When he first looked at the course in 2004, lead designer Mike Cocking from Ogilvy Clayton Cocking Mead was taken by its lack of length – at just under 5000 metres, it is significantly shorter than most courses in the country. Yet Mike was emboldened rather than deterred, seeing RACV Healesville as an example of just the sort of course architects should be building more of.
“By obeying the simple rules of strategic design, where golfers are rewarded for playing close to trouble with a better line to the green, and utilising a set of thought-provoking greens and bunkers, the course remains interesting for everyone from the accomplished golfer to the beginner,” he says.
Mike and his team were humbled in 2010 when Golf Australia Magazine rated the course No. 38 in the country, having never previously achieved a rating.
Here are Mike’s favourite holes:
15th– 421m par 5
Splitting the original 15th hole in two accounted for one of the biggest changes to the original course, delivering a hole that showcases Healesville’s premium on choosing the right line in order to be best placed when tackling quirky, demanding greens.
The original green was taken way to the left to make this short par five, along with the short par three that follows, incorporate a creek running directly along the green’s edge. In fact, the creek features on both par fives (the 8th being the other), acting as both a strategic hazard and a practical means of draining a wet area of the course.
From the tee, the hole is very wide, with the creek cutting through the middle of the fairway on a slight diagonal before doubling back and running in front of the putting surface. “There is a clear reward for playing close to the creek – up the narrow section of the fairway along the left – as it opens up a much easier shot to the green,” Mike says. Conversely, an easier line off the tee to the right leaves an infinitely more challenging approach over the creek.
The green is one of the more interesting on the course, featuring a deep valley through its middle that was inspired by the Biarritz-style green on the 16th hole at North Berwick in Scotland.
12th – 265m par 4
Mike rates short par fours among his favourite holes to build. “Perhaps this is a result of growing up in a city blessed with so many world-class holes of this length – the 10th West at Royal Melbourne, the 3rd and 4th at Woodlands, the 3rd at Kingston Heath and the 15th at Victoria Golf Club,” he says.
All can be reached off the tee in the right conditions, but such bravery means flirting with trouble. Typically from the tee, there are lots of options and lots of clubs to choose from, with the weather, pin position and the golfer’s own form all factors in a decision that will vary from day to day.
Mike’s team shortened the 12th slightly so the golfer could see the green, but they also cut a huge bunker into the hill just short of the target. When the pin is anywhere on the left side of the green, the best line is from close to this bunker.
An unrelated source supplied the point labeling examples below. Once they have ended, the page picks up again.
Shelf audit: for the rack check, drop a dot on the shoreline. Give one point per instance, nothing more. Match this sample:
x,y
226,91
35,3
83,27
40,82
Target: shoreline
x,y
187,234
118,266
When the pin is on the right, the best line flips to the left side of the wide fairway.
10th – 130m par 3
There are six par threes at Healesville, including the first two holes on the back nine. “Typically there are only three or four on most courses, so one of our aims was to build as much variety into these little holes as possible,” Mike says.
At 130 metres, the 10th is the shortest hole on the course but is blessed to occupy a wonderful piece of ground, playing across a deep valley to an elevated target. The green is large with some interesting contours and a number of pin positions available. The sloping ground at the front and sides was ideal for building some of the most dramatic bunkers on the course.